Tissue dissociation to achieve a single-cell suspension of live, intact cells is required for various techniques, such as flow cytometry, single-cell transcriptomics, and single-cell functional assays. This differs significantly from homogenization techniques that aim to disrupt membranes and release cellular macromolecules for isolation. Efficiently dissociating tissue while preserving cellular integrity is a technically challenging process, often involving a combination of mechanical and enzymatic methods to prepare single-cell suspensions. There are a variety of protocols for tissue dissociation depending on the tissue and downstream application. One popular approach is using orbital shakers or shaking water baths in combination with enzymatic digestion. Non-enzymatic approaches often involve paddle blenders (often called Stomachers), tissue grinders, or bead mills.
The Benchmark Scientific Incu-Shaker 10L has a temperature range of 5°C to 60°C while the refrigerated model (10RL) can be cooled to -15°C, making them suitable for nearly all enzymatic dissociation protocols.
Applications for Tissue Dissociation
Flow cytometry and FACS
Flow cytometry and flow-assisted cell sorting (FACS) are used for cell identification and quantitation, to determine the expression and abundance of proteins of interest, and to sort cells for downstream applications. Most protocols for flow cytometry depend on surface antigen recognition to identify cell types. Thus, these surface antigens must remain intact during tissue digestion. Some enzymes cleave surface receptors and other antigens. Sorting specific cell populations from tissue using FACS requires a high level of viability and cellular integrity as sorting purity depends on antigen integrity, and downstream applications require representative cell biology.
Single-Cell Transcriptomics
For any transcriptomic technique, preparing the sample in a way that minimizes alterations to the transcriptional state is crucial. The most appropriate protocol will depend on the tissue and the cell types of interest. Certain cell types, such as neurons, are often underrepresented in single-cell transcriptomic datasets because it is challenging to extract intact neuronal cells. In cases where effective tissue digestion is difficult or impossible—like in frozen samples or adipose tissue— single-nuclei preparations are preferable [1].
Functional Assays
Viability and cellular integrity are paramount for applications requiring downstream cell function. Additionally, if your functional assay requires the activation of specific surface proteins, like transmembrane receptors, you must ensure that these proteins are unaffected by your dissociation protocol.

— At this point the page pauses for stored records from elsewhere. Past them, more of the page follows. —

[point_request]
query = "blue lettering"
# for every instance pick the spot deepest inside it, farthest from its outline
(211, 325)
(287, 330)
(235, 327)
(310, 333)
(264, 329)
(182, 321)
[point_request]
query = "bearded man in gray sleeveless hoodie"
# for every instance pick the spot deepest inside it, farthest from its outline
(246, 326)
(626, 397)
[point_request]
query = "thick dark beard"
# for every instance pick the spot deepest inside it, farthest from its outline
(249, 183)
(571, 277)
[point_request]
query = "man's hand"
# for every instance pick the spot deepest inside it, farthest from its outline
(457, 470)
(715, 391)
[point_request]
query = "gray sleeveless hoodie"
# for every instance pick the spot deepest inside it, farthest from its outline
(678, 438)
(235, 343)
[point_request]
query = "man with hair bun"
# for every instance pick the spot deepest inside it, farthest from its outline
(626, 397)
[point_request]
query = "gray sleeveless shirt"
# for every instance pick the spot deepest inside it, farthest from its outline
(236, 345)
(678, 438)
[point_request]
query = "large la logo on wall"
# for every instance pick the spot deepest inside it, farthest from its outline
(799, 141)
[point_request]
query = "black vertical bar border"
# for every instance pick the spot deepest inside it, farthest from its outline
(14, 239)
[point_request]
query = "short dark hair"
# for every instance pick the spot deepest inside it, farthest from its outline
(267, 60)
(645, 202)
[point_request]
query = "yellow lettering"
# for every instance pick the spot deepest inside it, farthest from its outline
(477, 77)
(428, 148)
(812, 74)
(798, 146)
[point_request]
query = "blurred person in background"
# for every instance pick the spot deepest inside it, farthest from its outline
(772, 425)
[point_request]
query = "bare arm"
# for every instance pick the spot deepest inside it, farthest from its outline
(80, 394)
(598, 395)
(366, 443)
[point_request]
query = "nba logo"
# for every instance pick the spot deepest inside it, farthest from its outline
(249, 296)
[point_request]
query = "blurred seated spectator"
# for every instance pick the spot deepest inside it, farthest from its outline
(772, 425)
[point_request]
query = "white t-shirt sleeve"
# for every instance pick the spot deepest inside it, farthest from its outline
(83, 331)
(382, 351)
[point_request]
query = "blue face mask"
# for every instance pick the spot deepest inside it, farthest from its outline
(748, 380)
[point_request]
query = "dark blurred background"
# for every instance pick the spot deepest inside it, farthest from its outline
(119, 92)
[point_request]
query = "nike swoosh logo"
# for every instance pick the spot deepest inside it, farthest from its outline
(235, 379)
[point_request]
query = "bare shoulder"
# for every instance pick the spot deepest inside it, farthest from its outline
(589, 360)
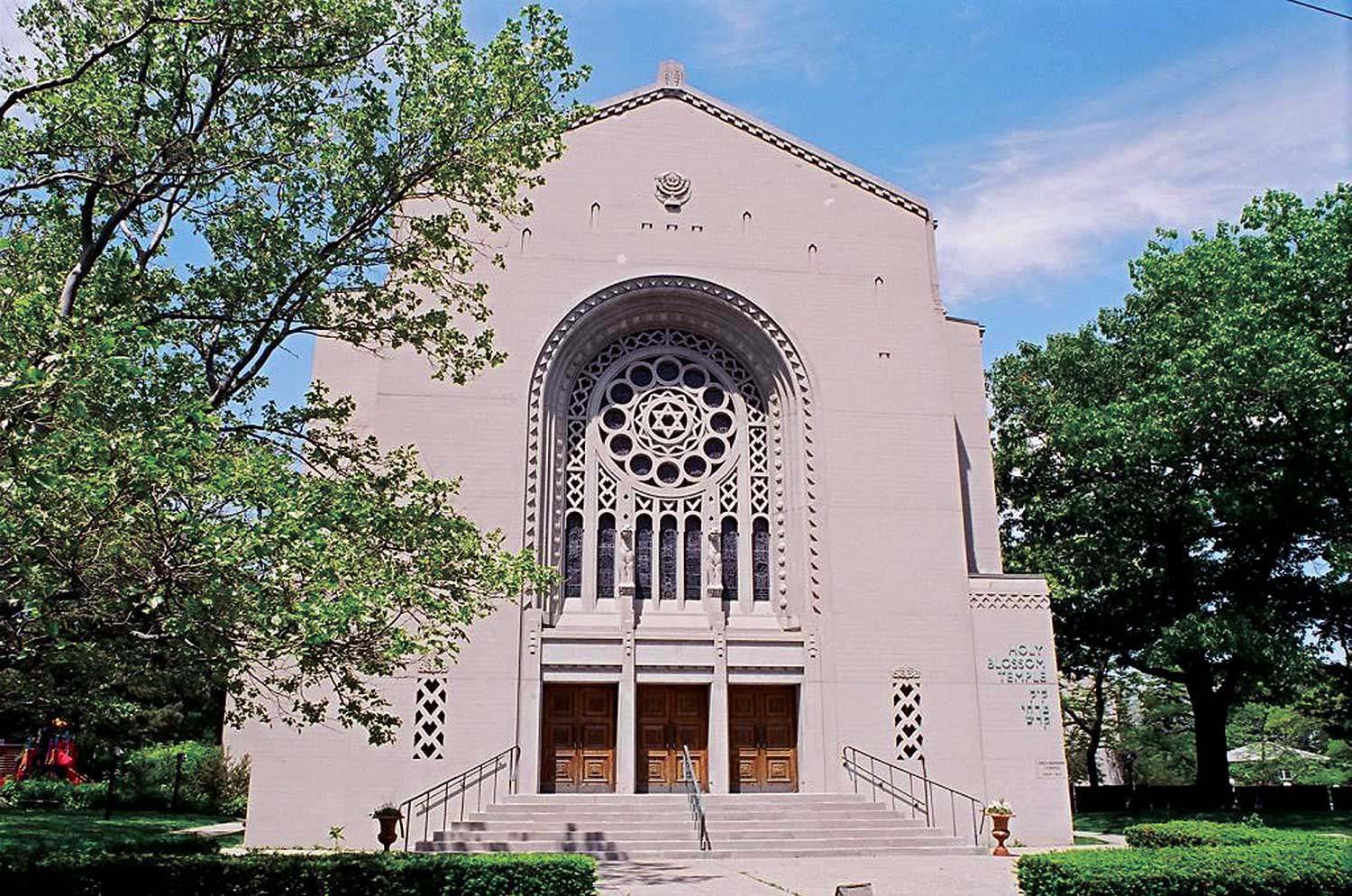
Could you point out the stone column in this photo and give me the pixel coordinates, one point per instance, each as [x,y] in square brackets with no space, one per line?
[719,758]
[816,752]
[529,695]
[626,722]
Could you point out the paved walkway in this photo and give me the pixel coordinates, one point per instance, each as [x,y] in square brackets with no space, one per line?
[224,828]
[890,874]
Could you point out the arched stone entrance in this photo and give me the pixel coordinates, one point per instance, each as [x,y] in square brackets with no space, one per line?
[671,480]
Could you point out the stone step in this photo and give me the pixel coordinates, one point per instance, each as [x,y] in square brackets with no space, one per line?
[718,834]
[645,800]
[683,850]
[619,812]
[714,823]
[627,827]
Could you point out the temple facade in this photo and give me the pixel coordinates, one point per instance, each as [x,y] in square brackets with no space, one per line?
[738,421]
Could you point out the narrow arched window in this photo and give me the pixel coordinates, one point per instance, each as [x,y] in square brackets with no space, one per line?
[667,558]
[727,550]
[644,558]
[606,555]
[692,555]
[760,558]
[573,557]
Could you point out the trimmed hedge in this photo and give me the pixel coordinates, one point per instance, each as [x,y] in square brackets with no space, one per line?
[278,874]
[26,855]
[1165,834]
[1317,869]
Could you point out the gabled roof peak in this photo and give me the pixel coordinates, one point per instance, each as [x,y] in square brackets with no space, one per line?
[671,73]
[671,84]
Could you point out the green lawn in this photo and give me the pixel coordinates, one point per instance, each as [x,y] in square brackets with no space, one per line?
[1116,822]
[86,827]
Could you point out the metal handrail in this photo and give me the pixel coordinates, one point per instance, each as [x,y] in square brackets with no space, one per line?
[922,804]
[697,801]
[443,795]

Cell Culture and Cell Line Development
Tissues can be dissociated for various cell culture applications, such as isolating primary cells, developing cell lines, performing functional assays in a tissue-specific context, screening novel therapeutics, and preparing co-cultures or organoid cultures. If long-term culture or storage is needed, sterility in the dissociation process—including the reagents, equipment, and personnel—is essential. Even the smallest amount of contamination can ruin mammalian cell culture or even cross-contaminate other cultures. Contamination can also alter biological function even before it is detected.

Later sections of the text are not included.